Ela deixou o irmão sozinho no carro e retornou correndo à clínica psiquiátrica:
— Doutor, você acabou de lhe dar alta, mas ele continua surtado.
— Seu irmão está tranqüilo, dona Paula, não se preocupe.
— Tranqüilo? Ele ainda acha que é Napoleão!
— Ah, sim: ele se identifica como Napoleão. Mas isso não é nada.
— Como assim “nada”, doutor? Isso é horrível!
— Horrível por quê? No STF, há rábulas que se identificam como juízes; no Planalto, há um ladrão que se identifica como presidente; na Europa, há um rapaz que se identifica como Miss Holanda; nas TVs, há militantes que se identificam como jornalistas, e assim por diante. Por que seu irmão não pode ser Napoleão?
— Mas… mas… tudo isso é loucura!
— Exato! — e o psiquiatra sorriu. — Logo, se a sociedade está louca, por que seu irmão deveria ser normal? Para ele se sentir desconfortável? Deslocado? Não, não. E o que é a normalidade afinal? Ora, tenha certeza de que ele está mais adaptado ao momento presente do que nós dois.
— Doutor Rodrigo, o senhor não… — mas, de súbito, ela se calou. De cenhos franzidos, ambos passaram a ouvir gritos e protestos vindos de fora. Assustada, Paula saiu à rua e se deparou com uma cena terrível: a torcida do Internacional de Porto Alegre depredava o carro com seu irmão lá dentro. Atrás do veículo, alguns torcedores atendiam seus colegas feridos, deitados no asfalto.
— Parem com isso!
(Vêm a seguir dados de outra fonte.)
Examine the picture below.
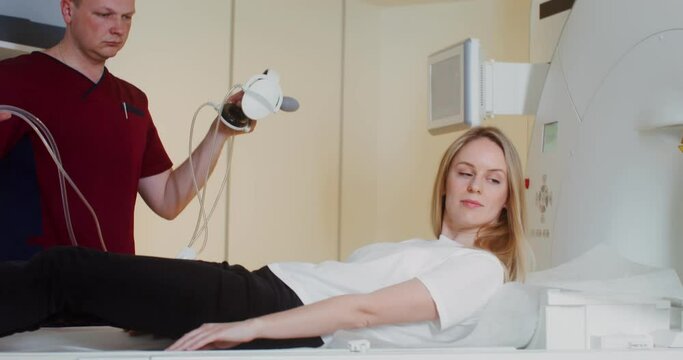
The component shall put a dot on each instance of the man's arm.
(169, 192)
(406, 302)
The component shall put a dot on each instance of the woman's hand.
(216, 336)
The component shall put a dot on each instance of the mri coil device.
(604, 168)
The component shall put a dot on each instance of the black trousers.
(165, 297)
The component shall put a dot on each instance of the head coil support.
(262, 95)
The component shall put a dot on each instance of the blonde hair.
(505, 238)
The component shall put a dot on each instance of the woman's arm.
(402, 303)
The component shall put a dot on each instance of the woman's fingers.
(207, 336)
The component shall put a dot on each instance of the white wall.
(285, 179)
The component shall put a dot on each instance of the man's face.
(99, 28)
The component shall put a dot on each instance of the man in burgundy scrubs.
(104, 132)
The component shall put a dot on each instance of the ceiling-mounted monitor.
(455, 87)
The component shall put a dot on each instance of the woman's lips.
(471, 203)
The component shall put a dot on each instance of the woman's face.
(476, 187)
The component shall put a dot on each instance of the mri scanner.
(604, 203)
Estão assustando meu irmão, ele é um doente mental!
— Não falei que ele era louco? — disse um torcedor.
Outro torcedor, mancando, se aproximou:
— Moça, foi ele quem nos atropelou! Estávamos apenas atravessando a rua e ele jogou o carro na nossa direção.
— Ninguém o provocou — disse uma torcedora.
— Meu Deus… — murmurou Paula, que, batendo à janela com os nós dos dedos, pedia ao irmão para baixar o vidro.
— Malditos ingleses… — balbuciou ele, assim que a obedeceu. — Pensaram que eu não ia reconhecer seus uniformes.
MORAL: Coadunar com a loucura é caminhar para o desastre.